Bilim çağında insanların bilim arayışı içinde muassır medeniyet seviyelerine tırmanmak istediği bir hengamede cehaletin, karanlığın, despotizmin jakobenliğin demoklesin kılıcının insanlar üzerinde sallanması apayrı bir karanlık olsa gerek.

Anayasamız da hukukun üstünlüğü demokrasi, insan temel hak ve özgürlüklerin korunması söz konusu iken düşünün Türkiyede bırakın insanların oy kullanıp kullanmama endişesinin yaşanmasını devlet bile açık ve net tehdit altındadır ve kimse de bu tehdide dur diyecek durumda da değildir.

Evet, sevgili dostlar

Bu yazımızı burada sonlandırırken sayın başbakanımızın 3 Eylül 2010 tarihinde Diyarbakırımıza teşrifleriyle anayasa değişikliği ile ilgili evet oyunun kullanılması için halka çağrıda bulundu.

Başbakanın bu güzel girişimi her zaman olduğu gibi Diyarbakır halkına teselli verdi ve dostane bir buluşma içinde miting sonuçlandı. Herkes memnun. Özellikle başbakanın yüz hatlarındaki ifade mutluluğunu göstermekte idi. Böylece başbakanın bu mutluluğu karşılığında Diyarbakır halkına az da olsa bi iftar yemeğinin verilmesi ve iftar masasında mütevaziyane bir biçimde halkla oturarak yemek yemesi apayrı bir sevinç yaratmıştır.

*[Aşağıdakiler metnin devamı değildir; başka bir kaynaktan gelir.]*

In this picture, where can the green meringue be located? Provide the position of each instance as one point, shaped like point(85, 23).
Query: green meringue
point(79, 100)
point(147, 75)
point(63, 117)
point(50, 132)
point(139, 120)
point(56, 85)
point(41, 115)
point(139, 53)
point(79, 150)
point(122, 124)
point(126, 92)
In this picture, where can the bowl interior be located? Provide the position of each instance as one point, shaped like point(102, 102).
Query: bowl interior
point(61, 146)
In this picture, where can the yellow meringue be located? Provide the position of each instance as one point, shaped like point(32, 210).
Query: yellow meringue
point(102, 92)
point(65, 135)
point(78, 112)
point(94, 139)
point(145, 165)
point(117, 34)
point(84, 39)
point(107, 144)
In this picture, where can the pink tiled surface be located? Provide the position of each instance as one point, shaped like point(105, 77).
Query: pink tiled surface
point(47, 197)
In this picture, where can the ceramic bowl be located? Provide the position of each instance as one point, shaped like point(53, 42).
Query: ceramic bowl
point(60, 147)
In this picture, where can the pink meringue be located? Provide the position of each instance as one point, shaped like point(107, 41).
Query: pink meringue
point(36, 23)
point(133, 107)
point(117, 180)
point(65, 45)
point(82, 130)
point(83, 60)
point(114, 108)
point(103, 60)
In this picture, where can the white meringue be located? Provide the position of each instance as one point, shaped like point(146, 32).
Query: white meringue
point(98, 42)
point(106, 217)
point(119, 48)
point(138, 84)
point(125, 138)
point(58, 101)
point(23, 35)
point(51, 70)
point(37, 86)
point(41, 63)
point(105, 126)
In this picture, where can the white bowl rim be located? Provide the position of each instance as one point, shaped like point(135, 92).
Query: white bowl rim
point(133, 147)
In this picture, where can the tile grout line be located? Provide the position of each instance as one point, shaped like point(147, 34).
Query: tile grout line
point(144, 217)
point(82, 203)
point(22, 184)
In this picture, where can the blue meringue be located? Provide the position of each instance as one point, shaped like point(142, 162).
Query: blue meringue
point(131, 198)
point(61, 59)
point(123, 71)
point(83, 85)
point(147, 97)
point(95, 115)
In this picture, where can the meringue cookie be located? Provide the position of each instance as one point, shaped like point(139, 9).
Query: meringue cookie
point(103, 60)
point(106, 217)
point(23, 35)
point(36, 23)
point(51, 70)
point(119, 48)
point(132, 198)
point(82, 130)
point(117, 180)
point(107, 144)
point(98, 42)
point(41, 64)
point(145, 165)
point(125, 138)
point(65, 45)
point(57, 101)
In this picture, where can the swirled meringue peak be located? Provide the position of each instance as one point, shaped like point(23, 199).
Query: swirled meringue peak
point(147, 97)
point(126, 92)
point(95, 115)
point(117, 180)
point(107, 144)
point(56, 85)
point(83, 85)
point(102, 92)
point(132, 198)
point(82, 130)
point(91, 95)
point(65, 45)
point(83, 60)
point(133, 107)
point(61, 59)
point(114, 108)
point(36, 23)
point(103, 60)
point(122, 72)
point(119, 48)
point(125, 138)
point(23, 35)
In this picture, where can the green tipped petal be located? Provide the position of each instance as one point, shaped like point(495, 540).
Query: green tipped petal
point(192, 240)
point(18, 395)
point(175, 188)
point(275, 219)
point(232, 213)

Ama bunu da açık söylemeliyim ki bu iftar yemeği esnasında tıpkı geçenlerdeki zafer bayramında yaşanan protokol krizi gibi aynı bu yemekte de bu kriz tekrar edilmiştir. Bilemiyoruz!

Bu birileri tarafından özellikle ya valiliği yada parti teşkilatını yıpratmaya yönelik kasıtlı mı yapılıyor?

 Yoksa beceriksizlikten mi? Düşünün yer ayrımı bakımından protokolde oturan insanların yerlerini isimlendirirken diğer gelen konukların yerleri isimlendirilmemiştir.

Ancak beyaz salon ve mavi salon diye adlandırılmış konuklar beyaz salon nedir?

Mavi salon nedir?

Bi türlü anlayamamış ve yanlış yerlere oturmuşlardır.

Bana göre görevli memurların veya parti teşkilatının çok büyük hata ve beceriksizliği söz konusu olmuştur.

Sessiz sedasız bir oturma skandalı ile karşı karşıya kalan vatandaş üzüntülerini belirtmekten alıkoyamamış.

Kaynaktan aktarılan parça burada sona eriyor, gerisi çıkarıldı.